Research Methods in Analytic Philosophy (5 cr)
- 2020-10-06 - 2020-11-17
- Tuesdays, 10:30 - 13:00. Aditionally: 21-22/01/2021
- Universitat de Barcelona, Facultat de Filosofia, Room TBA
This course will provide an introduction to the methods, tools and skills that are necessary to engage in discussions in contemporary analytic philosophy.
The course will be divided in three parts.
- In the first part (6 sessions of 2.5 hours, during October-early November), we will have a reading group where we will discuss recent papers on methodological issues in philosophy, and students will have to prepare questions and comments in advance.

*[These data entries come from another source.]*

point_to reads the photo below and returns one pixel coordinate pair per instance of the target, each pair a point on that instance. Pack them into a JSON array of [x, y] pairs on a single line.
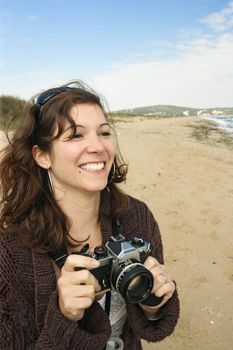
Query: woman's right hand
[[76, 289]]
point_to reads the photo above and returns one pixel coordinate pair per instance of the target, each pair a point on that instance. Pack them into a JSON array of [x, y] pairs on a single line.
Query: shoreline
[[187, 184], [183, 169]]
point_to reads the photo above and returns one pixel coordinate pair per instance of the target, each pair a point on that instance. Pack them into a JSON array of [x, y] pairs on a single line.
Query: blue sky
[[134, 52]]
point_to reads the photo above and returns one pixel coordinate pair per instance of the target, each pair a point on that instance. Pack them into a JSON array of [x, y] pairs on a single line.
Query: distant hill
[[174, 111]]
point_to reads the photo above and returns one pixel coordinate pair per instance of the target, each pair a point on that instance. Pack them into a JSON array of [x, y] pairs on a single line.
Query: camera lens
[[133, 281]]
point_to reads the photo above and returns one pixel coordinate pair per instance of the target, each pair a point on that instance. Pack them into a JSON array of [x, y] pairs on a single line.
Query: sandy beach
[[188, 185]]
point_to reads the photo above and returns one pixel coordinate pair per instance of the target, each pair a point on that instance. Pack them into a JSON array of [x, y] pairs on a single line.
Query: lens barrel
[[133, 281]]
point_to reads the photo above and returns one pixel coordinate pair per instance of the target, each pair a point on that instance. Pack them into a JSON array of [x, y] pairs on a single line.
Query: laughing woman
[[59, 201]]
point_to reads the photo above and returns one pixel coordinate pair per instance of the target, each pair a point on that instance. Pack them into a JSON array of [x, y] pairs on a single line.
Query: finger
[[166, 289], [75, 305], [82, 261], [151, 262]]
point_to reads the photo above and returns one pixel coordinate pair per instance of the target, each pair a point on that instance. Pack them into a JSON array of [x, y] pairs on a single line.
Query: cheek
[[65, 155]]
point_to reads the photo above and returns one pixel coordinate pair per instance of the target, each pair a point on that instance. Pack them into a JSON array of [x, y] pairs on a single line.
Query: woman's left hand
[[163, 285]]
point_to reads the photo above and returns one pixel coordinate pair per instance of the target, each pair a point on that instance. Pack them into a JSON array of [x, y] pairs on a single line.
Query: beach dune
[[188, 185]]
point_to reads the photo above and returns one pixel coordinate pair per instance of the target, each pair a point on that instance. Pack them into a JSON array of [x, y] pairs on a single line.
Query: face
[[83, 163]]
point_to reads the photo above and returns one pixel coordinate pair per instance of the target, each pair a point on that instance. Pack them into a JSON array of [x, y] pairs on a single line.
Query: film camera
[[121, 268]]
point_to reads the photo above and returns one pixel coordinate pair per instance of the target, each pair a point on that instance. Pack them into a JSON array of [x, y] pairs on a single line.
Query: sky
[[134, 52]]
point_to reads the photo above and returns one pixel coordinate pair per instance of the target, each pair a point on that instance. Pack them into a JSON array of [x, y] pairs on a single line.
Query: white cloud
[[220, 21], [199, 74], [32, 17]]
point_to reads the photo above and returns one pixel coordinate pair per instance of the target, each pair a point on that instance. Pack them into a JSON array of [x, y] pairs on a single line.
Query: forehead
[[85, 113]]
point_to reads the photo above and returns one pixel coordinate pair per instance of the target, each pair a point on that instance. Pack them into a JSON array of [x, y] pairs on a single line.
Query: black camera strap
[[60, 256]]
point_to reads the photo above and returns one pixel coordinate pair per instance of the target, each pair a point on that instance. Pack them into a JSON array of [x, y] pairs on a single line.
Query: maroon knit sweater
[[30, 317]]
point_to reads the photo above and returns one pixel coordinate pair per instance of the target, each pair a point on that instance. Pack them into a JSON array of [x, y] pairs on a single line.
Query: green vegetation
[[10, 107], [172, 111], [208, 132]]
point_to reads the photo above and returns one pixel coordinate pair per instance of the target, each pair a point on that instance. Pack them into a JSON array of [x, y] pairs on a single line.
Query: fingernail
[[95, 263]]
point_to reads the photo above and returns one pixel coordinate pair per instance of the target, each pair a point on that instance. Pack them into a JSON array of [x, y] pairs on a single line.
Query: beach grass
[[208, 132]]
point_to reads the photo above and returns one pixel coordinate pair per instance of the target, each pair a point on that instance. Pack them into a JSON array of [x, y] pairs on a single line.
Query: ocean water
[[224, 122]]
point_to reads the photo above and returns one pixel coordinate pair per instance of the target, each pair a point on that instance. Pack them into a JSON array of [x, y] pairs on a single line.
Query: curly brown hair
[[27, 204]]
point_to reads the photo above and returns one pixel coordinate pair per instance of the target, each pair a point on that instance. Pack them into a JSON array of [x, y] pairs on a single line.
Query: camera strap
[[117, 230]]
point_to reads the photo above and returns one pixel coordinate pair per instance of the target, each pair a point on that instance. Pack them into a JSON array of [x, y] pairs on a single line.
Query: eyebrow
[[100, 126], [83, 127]]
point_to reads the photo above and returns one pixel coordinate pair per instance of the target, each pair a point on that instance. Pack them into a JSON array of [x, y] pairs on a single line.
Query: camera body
[[121, 267]]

All papers will be available electronically.
- All students should email a substantive question or comment for discussion to both instructors at least 24 hours before each session.
- In the second part (to be conducted online, during late November-December), students will have to participate in a philosophy blog, run by the instructors specifically for this class (http://researchmethodsaphil.blogspot.com.es).
- Each student has to write at least 1 standing blog post (500-1000 words), and at least 2 comments on two other blog posts.
- In the third part (to be held on January 21–22, 2021), we will have a small workshop, where each student will have to present a short paper (2000-3000 words) and also comment on someone else’s presentation.
- Each student will have to send their paper to their commentator at least 3 weeks in advance (December 31, 2020), and the commentator should send their comments to the author at least 1 week prior to the presentation (January 14, 2021).
- The total duration of each individual session will be of 45 minutes. The presentation should be about 20 min. long, followed by 10 min. for the commentary, 5 min. of reply, and finally 10 min. for general Q&A.
- Students are expected to use slides (e.g. PowerPoint) for their presentation.
The final grade for the course will be obtained on the basis of the blog post and comments (30%), workshop presentation (30%), paper commentary (20%), and class participation (including questions by email and in-class questions) (20%).
Topics for blog posts and workshop presentations
Each student can choose a topic based on their own coursework or research interests. The material for the blog post and the workshop presentation should not overlap. For the workshop presentation students can use material they submitted for evaluation in other courses. The material for the blog post has to be new. It is strongly recommended that students consult with the instructors in advance regarding the topics.
Intended Learning Outcomes
- CB8: Students should be able to integrate information and form complex judgements on the basis of limited or partial information, including reflections on the ethical and social implications related to their area of research in analytic philosophy.
- CB9: Students should be able to communicate effectively their arguments and conclusions to a specialized audience in a clear and rigorous manner.
- CB10: Students should be able to acquire learning skills that allow them to pursue their studies in an autonomous manner.
- CG1: Students should be able to analyze, assess and construct valid arguments, and to identify formal and informal fallacies.
- CG2: Students should be able to design, create and develop original research projects in their chosen areas of study in analytic philosophy.
- CG4: Students should be able to work both autonomously and as part of a team, in order to provide arguments for and against different positions in analytic philosophy, and provide examples.
- CE1: Students should be able to critically engage with the concepts and methods of contemporary analytic philosophy.
- CE4: Students should be able to assess the writings of leading contemporary philosophers in the field of analytic philosophy.
- CE5: Students should be able to identify and critically engage with the current state of a particular philosophical debate, and form a reasoned view, even if provisional, about it.
- CE7: Students should be able to critically use specialized terminology in the field of analytic philosophy.
University Press. Chap. 7, 208–244.
Readings and Calendar
- October 6: Introduction (no assigned readings).
- October 13: Amie Thomasson (2012): “Experimental Philosophy and the Methods of Ontology”, The Monist, 95(2), pp. 175-199.
- October 20: David Plunkett (2015) “Which Concepts Should We Use?: Metalinguistic Negotiations and The Methodology of Philosophy”, Inquiry, 58(7-8), pp. 828-74.
- October 27: Sally Haslanger (2016) “Theorizing with a Purpose: The Many Kinds of Sex”, in Natural Kinds and Classification in Scientific Practice, edited by Catherine Kendig, New York: Routledge.
- November 3: Justus, J. (2012). Carnap on concept determination: Methodology for philosophy of science. European Journal for Philosophy of Science, 2(2), 161–179.
- November 10: Machery, E. (2017). Philosophy Within Its Proper Bounds. Oxford University Press. Chapter 7
- November 17: Nado, J. (2015). Philosophical expertise and scientific expertise. Philosophical Psychology, 28(7), 1026–1044.
Additional References (Handbook)
- Cappelen, Herman et al. (eds.) (2016). The Oxford Handbook of Philosophical Methodology. Oxford: Oxford University Press.
- Daly, Chris (2010). An Introduction to Philosophical Methods. London: Broadview Press.
- D’Oro, Guiseppina and Overgaard, Sven (eds.) (2017). The Cambridge Companion to Philosophical Methodology. Cambridge: Cambridge University Press.